Notebook - Platform For AI - Alibaba Cloud Documentation Center

Machine Learning Designer integrates the Notebook component, which can seamlessly work together with Data Science Workshop (DSW) instances. You can use the Notebook component to write, debug, and run code in pipelines without disrupting the context and status of the pipelines.

Background information

The Notebook component is widely used in open source communities, and many data or Artificial Intelligence (AI) developers have regarded the component as a powerful code writing and debugging tool. Machine Learning Designer integrates the Notebook component, which can seamlessly work together with DSW instances. You can use the Notebook component to write, debug, and run code in pipelines without disrupting the context and status of the pipelines.

The Notebook component of Machine Learning Designer provides the following advantages over DSW:

Improves development efficiency: You can directly open the Notebook editor in a pipeline and develop and debug code on a containerized instance.
Preserves context: The Notebook component can automatically load the output data and the status of upstream components in a pipeline when an instance is started. This way, you can use the data for further analysis and development and pass the results to downstream components.
Debugs the overall pipeline: The Notebook component is used as a part of a pipeline. You can seamlessly switch between different components to optimize the entire data processing and model training process.

Scenarios

Development

You can start a DSW instance in the Notebook component and modify a Notebook file on the DSW instance to develop and debug code. You can also obtain the configurations of custom parameters from Machine Learning Designer.

Important

If you use a pay-as-you-go resource group, you are charged based on the running duration of a DSW instance. For more information, see Billing of DSW.

Running

If you run the Notebook component or a pipeline in the canvas of Machine Learning Designer or use DataWorks to schedule a pipeline on a regular basis, the system starts a Deep Learning Containers (DLC) job to run the Notebook file converted by Jupyter nbconvert.

Important

If you use a pay-as-you-go resource group, you are charged based on the running duration of a DLC job. For more information, see Billing of DLC.

Component description

The Notebook component has four input ports and four output ports. All input ports can be used to receive Object Storage Service (OSS) data or MaxCompute table data. Among the output ports, ports 1 and 2 are used for passing data to OSS, and ports 3 and 4 are used for passing data to MaxCompute tables.

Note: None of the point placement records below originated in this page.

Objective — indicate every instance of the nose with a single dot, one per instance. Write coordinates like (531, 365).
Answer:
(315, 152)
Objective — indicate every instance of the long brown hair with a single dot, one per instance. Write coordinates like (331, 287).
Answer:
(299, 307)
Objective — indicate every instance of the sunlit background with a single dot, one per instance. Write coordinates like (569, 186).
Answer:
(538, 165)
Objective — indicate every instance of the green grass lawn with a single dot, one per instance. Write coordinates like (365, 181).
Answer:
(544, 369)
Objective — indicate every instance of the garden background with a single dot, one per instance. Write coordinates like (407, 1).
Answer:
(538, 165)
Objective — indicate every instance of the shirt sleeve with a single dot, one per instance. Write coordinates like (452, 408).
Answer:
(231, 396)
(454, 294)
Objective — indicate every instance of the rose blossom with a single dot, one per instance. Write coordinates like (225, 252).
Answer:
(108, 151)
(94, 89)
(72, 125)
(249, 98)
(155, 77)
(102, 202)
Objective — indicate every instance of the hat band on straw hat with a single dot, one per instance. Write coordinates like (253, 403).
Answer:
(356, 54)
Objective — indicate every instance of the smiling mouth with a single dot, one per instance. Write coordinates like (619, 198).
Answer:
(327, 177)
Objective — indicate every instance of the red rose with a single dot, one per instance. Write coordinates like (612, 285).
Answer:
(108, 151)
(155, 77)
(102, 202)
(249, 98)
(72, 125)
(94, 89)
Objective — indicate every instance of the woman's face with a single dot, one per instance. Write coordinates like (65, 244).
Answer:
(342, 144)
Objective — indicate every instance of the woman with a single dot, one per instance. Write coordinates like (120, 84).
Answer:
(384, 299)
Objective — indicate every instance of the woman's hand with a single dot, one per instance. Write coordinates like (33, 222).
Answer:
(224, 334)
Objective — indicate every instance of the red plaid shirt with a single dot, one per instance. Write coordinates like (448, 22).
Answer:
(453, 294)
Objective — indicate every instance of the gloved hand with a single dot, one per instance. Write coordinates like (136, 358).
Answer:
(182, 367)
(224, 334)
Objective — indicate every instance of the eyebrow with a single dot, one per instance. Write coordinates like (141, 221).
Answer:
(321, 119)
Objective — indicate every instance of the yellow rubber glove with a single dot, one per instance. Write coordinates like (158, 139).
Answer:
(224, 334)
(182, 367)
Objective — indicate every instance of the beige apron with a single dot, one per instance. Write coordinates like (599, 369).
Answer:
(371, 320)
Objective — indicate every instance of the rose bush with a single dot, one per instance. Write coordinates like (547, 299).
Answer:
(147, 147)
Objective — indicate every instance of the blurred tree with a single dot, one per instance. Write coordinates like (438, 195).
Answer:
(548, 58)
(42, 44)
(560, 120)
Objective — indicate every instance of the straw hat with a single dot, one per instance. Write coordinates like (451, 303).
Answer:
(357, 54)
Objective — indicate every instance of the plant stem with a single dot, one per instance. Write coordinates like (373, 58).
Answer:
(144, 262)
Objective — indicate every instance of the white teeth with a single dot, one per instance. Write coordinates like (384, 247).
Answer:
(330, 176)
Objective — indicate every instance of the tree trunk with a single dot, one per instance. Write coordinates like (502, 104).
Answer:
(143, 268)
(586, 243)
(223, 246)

Before you start a DSW instance by using the Notebook component, you must install the pai-notebook-utils package to obtain information about the input ports, output ports, and custom parameters of the Notebook node.

Install and use the pai-notebook-utils package

Install pai-notebook-utils

pip install --upgrade https://pai-sdk.oss-cn-shanghai.aliyuncs.com/pai_notebook_utils/dist/pai_notebook_utils-0.0.1-py2.py3-none-any.whl

Use pai-notebook-utils
The pai-notebook-utils package provides the get_inputs(), get_outputs(), and get_custom_params() functions. The get_inputs() function is used to obtain the configurations of input ports, the get_outputs() function is used to obtain the configurations of output ports, and the get_custom_params() function is used to obtain the configurations of custom parameters.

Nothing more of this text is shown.